Non-governmental organizations (NGO) are of great importance worldwide. In Portugal, the Social Economy, of which the NGO are part, represented 5.2% of total employment and 2.8% of the Gross National Product and Gross Value Added in 2013, a figure that is higher than that of activities such as electricity and telecommunications (CASES, 2016).

These organizations are self-sustaining, or financed by public or/and private resources, to carry out their activity. In a period of major financial instability, where public funding is increasingly low, these organizations seek other sources of funding, particularly individual donors, since they can guarantee their financial sustainability. Thus, it is essential to communicate well with potential funders and account for their activity to the various stakeholders (Andrade and Franco, 2007).

Information and Communication Technologies (ICT) can assist these organizations in these tasks. By connecting companies, information, knowledge and people (Jesus et al., 2013), facilitate communication, accountability, and provide transparency, which leads to increased public confidence and participation. In addition, ICT enable the dissemination of the mission, objectives and values of these organizations in an economic way. Consequently, ICT can be a determining factor in the fundraising activity for NGOs.

In the Portuguese context, Facebook is the dominant social network and most recognized by users of online social networks, presenting a notoriety of 98%. Facebook is the social network where most of individuals are enrolled. It is the most valued and credible network, the one that best informs, the most liked and the one that has the most useful information (Marktest, 2014).

Currently many NGOs are present in the social media (Guo and Saxton. 2014; Cho et al., 2014; Young, 2017). The presence of NGOs in social networks, promoting good relationships with current and potential donors, contributes to establishing long-term loyalty relationships with individuals through satisfaction and trust (Pritchard et al., 1999). This relationship can encourage word-of-mouth, that is, the exchange of interpersonal information about an organization or the sharing of an experience with an organization (Higie et al., 1987; Cheung and Thadani, 2012). The word-of-mouth is a powerful marketing tool, which when done through social networks can become viral (Subramani and Rajagopalan, 2003; Cheung, et al., 2008). On the other hand, posts placed on Facebook, both by organizations and visitors to the page, can encourage donations (Waters and Lo, 2012).

It is in this scenario of the relationship between social networks and certain pro-social behaviors that the objectives of this study are defined: (i) evaluate satisfaction with an NGO’s Facebook page; And (ii) assess how satisfaction with the organization’s Facebook page influences word-of-mouth and donation practices, both in historical terms and in intent to donate in the future.

For this purpose, we selected “Leigos para o Desenvolvimento”, a Non-Governmental Development Organization (NGDO), whose mission is to "promote the comprehensive and integrated development of people and communities in developing countries and Portugal, in order to their empowerment and autonomy, through the testimony and preferential intervention of qualified missionary volunteers" as presented on their webpage (Leigos para o Desenvolvimento, 2015).

In view of the objectives, the paper is structured in five sections, besides this introduction.

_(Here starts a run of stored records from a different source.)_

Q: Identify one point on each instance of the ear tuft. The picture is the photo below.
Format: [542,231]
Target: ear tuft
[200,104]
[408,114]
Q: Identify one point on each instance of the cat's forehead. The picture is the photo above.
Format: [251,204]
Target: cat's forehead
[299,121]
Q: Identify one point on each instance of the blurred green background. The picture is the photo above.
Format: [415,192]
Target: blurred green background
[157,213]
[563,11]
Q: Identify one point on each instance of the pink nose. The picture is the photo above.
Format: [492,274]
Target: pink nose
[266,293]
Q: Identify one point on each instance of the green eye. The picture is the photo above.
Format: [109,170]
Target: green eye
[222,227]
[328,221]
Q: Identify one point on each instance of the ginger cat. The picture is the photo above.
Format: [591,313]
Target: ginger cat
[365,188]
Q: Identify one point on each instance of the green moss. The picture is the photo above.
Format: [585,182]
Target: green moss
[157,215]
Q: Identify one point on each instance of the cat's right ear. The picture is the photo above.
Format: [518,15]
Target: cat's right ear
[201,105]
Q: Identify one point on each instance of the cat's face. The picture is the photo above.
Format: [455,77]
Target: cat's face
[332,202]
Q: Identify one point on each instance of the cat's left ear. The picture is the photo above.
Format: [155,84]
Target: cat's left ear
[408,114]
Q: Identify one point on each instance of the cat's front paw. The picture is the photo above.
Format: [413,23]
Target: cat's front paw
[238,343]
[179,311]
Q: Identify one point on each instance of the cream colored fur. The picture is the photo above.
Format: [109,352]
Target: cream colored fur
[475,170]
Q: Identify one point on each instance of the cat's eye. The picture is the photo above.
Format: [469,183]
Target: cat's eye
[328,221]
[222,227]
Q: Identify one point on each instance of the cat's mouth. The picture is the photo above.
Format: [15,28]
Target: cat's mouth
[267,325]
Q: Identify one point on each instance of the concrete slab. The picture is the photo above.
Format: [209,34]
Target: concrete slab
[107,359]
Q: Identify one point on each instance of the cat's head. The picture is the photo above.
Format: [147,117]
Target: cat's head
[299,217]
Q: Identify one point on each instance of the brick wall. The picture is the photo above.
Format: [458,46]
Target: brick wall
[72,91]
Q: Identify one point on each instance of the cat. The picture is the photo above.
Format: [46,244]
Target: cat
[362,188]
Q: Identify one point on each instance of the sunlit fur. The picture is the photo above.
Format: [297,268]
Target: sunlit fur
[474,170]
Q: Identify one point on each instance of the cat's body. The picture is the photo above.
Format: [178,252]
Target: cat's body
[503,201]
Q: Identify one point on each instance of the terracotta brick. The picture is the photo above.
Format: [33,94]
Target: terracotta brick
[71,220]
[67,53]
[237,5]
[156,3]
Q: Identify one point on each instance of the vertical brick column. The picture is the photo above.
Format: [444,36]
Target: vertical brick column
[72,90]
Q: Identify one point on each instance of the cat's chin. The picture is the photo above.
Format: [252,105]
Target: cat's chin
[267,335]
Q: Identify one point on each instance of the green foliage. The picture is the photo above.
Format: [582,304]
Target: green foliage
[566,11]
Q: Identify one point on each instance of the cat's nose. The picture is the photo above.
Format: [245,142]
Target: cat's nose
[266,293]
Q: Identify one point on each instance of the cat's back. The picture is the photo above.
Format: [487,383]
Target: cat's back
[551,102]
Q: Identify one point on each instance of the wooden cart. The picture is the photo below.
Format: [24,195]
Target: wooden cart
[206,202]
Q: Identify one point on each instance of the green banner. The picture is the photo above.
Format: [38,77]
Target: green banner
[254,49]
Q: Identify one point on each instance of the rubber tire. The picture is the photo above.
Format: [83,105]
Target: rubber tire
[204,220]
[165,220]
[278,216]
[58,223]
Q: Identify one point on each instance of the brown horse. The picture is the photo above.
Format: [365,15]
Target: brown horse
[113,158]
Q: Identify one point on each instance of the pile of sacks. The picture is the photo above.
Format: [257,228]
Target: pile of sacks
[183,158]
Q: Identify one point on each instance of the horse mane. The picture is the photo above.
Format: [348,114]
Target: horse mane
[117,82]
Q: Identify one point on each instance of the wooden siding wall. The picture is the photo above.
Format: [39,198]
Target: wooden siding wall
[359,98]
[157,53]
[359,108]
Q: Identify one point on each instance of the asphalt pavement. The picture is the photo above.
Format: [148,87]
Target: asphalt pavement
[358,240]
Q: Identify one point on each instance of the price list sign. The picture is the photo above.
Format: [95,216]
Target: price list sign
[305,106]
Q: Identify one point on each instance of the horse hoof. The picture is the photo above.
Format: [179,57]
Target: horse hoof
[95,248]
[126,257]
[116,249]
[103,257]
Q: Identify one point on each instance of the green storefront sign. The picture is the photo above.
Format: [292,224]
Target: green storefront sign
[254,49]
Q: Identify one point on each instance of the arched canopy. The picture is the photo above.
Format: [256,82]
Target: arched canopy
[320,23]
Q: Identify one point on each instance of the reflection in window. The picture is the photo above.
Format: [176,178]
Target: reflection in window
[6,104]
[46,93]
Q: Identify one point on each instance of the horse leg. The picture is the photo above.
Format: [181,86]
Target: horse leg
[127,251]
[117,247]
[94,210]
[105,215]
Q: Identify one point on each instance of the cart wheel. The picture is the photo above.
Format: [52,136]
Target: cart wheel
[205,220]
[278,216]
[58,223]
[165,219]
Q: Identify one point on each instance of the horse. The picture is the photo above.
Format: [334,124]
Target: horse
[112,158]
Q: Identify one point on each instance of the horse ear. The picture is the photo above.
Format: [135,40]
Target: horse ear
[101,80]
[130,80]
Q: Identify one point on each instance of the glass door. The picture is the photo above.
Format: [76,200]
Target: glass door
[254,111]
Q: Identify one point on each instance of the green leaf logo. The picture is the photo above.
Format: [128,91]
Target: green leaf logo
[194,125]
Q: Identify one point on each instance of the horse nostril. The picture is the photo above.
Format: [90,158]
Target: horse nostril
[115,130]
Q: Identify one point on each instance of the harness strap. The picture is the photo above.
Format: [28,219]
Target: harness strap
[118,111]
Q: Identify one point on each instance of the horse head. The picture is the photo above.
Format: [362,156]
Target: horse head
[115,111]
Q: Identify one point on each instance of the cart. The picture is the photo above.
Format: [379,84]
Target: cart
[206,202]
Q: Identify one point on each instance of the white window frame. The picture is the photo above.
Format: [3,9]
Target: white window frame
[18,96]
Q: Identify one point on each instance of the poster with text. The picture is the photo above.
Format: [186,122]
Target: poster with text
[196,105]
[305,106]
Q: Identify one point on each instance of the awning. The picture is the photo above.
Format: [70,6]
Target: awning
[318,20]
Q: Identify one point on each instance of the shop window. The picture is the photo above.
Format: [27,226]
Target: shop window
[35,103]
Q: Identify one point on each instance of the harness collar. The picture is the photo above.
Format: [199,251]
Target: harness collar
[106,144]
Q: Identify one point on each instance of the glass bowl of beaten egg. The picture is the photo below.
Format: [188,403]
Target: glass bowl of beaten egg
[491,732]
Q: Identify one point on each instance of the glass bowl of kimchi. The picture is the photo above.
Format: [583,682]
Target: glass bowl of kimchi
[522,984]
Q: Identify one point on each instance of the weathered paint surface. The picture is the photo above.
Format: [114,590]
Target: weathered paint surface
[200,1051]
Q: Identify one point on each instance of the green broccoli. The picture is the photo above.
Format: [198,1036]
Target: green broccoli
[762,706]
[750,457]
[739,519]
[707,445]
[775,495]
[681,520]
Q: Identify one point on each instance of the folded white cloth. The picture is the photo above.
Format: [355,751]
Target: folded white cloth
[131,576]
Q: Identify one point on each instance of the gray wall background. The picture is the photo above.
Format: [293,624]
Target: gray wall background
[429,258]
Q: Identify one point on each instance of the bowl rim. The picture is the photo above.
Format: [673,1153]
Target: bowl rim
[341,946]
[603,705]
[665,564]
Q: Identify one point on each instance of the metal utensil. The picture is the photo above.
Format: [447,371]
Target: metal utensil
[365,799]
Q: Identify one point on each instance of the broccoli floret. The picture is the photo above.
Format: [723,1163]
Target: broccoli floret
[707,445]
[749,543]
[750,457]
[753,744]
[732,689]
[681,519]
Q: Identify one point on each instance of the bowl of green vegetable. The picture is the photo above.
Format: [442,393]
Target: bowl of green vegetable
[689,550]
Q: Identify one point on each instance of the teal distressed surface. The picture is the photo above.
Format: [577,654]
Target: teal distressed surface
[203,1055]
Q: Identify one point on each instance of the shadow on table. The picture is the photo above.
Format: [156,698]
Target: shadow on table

Section two is a brief review of the literature on NGDOs, social networks and satisfaction with Facebook and its impacts. The third section presents the methodology used, with emphasis on the data collection instrument and data analysis techniques used. Fourth section presents the results. The article ends with the presentation of the main findings and identifying the contributions and limitations of the study.

LITERATURE REVIEW

Non-Governmental Development Organizations

NGDO is a legal person by private law and non-profit, which include organizations that increase action in developing countries in humanitarian and emergency relief, protection and promotion of human rights and development cooperation (Couttenier and Hatte, 2016). Or, more broadly, they are public service organizations, which function as independent bodies of volunteers and self-government operating based on common values or interests (Hoogesteger, 2016). In this way, these organizations are part of a larger sector, the Social Economy or the Third Sector, where the activity and sense of existence resides, essentially, in the people and in the social utility (Couttenier and Hatte, 2016). The fulfillment of the mission and the exercise of the activities of these organizations is self-sustaining, or financed by public and private resources. The resources included are human, material and financial resources.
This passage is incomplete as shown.